If we zoom in a bit, and ‘trim’ off the lowest and highest 1000 values on our gradient, we can emulate a ‘continental’ extent:
## ignore the lowest and highest 1000
## environmental values
slice <- 1000:4000
olaps(sp1[slice], sp2[slice])
Correlation drops, but niche overlap remains identical. On reflection, this makes sense. Locations where neither species are present get no weight in the calculation of D, so dropping ‘empty’ gradient has no impact. On the other hand, those locations do contribute to inflating correlation.
Now what if we shift our focus, such that the distribution of our species is not equally represented:
slice <- 1000:2500
olaps(sp1[slice], sp2[slice])
Correlation jumps up, as despite both species increase together over most of the sampled gradient.
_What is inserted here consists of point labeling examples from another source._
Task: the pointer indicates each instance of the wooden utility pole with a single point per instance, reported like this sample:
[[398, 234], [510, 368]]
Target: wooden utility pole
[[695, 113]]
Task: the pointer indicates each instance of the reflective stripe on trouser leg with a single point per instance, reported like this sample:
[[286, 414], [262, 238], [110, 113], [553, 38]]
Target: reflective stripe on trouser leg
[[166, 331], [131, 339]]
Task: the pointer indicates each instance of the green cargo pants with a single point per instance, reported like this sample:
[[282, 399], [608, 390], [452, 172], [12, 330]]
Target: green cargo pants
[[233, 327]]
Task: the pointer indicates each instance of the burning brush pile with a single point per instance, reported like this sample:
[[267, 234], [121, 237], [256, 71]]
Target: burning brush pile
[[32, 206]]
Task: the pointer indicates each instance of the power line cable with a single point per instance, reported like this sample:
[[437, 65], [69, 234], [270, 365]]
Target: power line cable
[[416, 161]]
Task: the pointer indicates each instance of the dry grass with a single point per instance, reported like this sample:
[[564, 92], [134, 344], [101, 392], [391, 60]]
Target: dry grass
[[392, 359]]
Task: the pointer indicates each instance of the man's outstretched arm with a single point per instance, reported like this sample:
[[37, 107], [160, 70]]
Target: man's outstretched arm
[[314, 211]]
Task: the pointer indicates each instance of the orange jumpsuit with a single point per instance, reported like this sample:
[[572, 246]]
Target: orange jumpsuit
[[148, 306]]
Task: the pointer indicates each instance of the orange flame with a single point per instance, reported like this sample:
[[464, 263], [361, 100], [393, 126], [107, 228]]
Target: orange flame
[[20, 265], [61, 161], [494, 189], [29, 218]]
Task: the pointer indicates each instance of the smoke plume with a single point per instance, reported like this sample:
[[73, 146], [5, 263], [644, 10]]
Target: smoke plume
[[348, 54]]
And with this particular slice, our niche overlap is twice the ‘true’ value when we consider the full gradient.
Finally, we can zoom in on the center of the gradient, where both species are equally represented (although with inverse responses):
slice <- 2000:3000
olaps(sp1[slice], sp2[slice])
Correlation drops again, accurately reflecting the inverse pattern. And D is back down close to the ‘true’ value. That’s ‘lucky’, as my toy species have perfectly symmetrical distributions, so sufficently large, symmetrical regions around the mid-point between the two of them will give reasonably accurate estimates.
Implications
Why does this matter? If you’re interested in comparing the environmental responses of two species, the results (correlation) can vary quite dramatically depending on the extent of your study.
On the other hand, Schoener’s D is robust to data that includes ‘too much’ of a gradient (i.e., extending beyond the region occupied by either species). But it can be sensitive to undersampling a gradient, where the relative occupancy of each species varies depending on how you set set your extent.
In other words, if you’re interested in the ‘underlying models’ that govern species’ comparative distributions along a gradient, you need to be very clear about the scope of the question, and how much of the environmental gradient you sample. But if you want to quantify niche overlap (or relative niche shift), then you want to include environments well beyond the regions actually occupied by your study organisms.
All of which is trivial to do when you get to create the species on the computer, and much trickier when you need to infer the details from museum records and climate rasters!